BALTIMORE – The Nationals, believe it or not, haven’t been shut out often this season. Tuesday night’s 1-0 loss to the Orioles was only their eighth shutout loss this year. Only seven major league clubs have failed to score fewer times in 2023.
There are two odd facts about the Nats’ shutouts, though. They’ve all come in April, August or September. And three of them have now come at the hands of the Orioles.
The Nationals were shut out four times in the season’s first 18 games, including back-to-back times by Baltimore on South Capitol Street. One of those was a 1-0 loss to Dean Kremer. The other was a 4-0 loss to Kyle Bradish.
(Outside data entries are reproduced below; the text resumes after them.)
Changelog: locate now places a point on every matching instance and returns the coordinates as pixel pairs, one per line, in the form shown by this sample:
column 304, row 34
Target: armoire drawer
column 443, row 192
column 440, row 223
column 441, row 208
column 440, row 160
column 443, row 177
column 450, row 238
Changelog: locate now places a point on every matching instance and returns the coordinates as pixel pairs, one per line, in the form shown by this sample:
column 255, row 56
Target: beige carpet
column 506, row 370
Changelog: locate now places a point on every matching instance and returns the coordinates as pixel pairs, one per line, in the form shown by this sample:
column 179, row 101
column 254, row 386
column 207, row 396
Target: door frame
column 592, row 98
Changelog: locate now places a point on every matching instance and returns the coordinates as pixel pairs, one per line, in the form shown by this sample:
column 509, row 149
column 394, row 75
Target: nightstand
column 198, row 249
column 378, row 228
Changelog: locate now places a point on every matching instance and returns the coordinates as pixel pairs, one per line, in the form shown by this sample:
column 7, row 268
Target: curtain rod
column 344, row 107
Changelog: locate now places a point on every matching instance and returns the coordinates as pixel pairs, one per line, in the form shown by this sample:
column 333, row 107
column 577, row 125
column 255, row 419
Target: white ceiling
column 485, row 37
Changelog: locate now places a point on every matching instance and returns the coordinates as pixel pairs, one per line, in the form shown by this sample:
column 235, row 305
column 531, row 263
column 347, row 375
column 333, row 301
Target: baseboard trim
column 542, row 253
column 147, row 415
Wouldn’t you know Tuesday’s game was a 1-0 loss to Bradish, who tossed the first eight innings before handing over the ninth to closer Yennier Cano.
Tuesday also was the Nats’ fourth shutout loss in their last 43 games, these recent offensive struggles coming after a long streak in which they always scored runs. They went 97 games from mid-April to early-August without ever being shut out.
It hasn’t happened often, but the pattern for many of these games has been established. The Nationals don’t draw many walks (they managed only two on Tuesday night). They don’t hit for power (they managed all of three singles and zero extra-base hits on Tuesday night). And they don’t work deep counts (Bradish completed eight innings on a mere 104 pitches).
All told, the Nats sent 31 batters to the plate, averaging only 3.77 pitches seen per plate appearance.
“Look, this guy (Bradish) was around the plate pretty much,” manager Davey Martinez said. “I tell them all the time: If you get a good pitch to hit, you can’t fall behind on him, because he mixes up his pitches well. The fact is, when you get a good pitch to hit, we’ve got to hit them. Today, we just didn’t do that.”
* The only run scored Tuesday night came via the Orioles’ first batter of the game, with Gunnar Henderson homering off Josiah Gray to give his team a quick 1-0 lead. Little did anyone realize at the time how much of a chore it would be to push runners across the plate.
Henderson, though, came awfully close to scoring another run late in the game. With two outs in the bottom of the eighth, the dynamic Baltimore rookie danced off third base and bolted for home in an attempt to catch Nationals reliever Robert Garcia off guard.
Neither Garcia not catcher Keibert Ruiz were fooled. Ruiz immediately jumped up and positioned himself at the plate. Garcia managed to keep his calm and throw the ball directly to Ruiz, who tagged the sliding Henderson for a big out to end the inning and keep the deficit at one run.
“Great awareness from him,” Martinez said of Garcia. “He didn’t panic at all. He just stepped off and threw it home. Typically, some guys will panic and balk in that situation, but he didn’t. He did a great job.”
As did Ruiz, who saw the entire play develop in front of his eyes.
“I was surprised,” the catcher said. “That’s good baseball. They’re playing good baseball. That’s why they’re in the playoffs. But Garcia and I got him on that play.”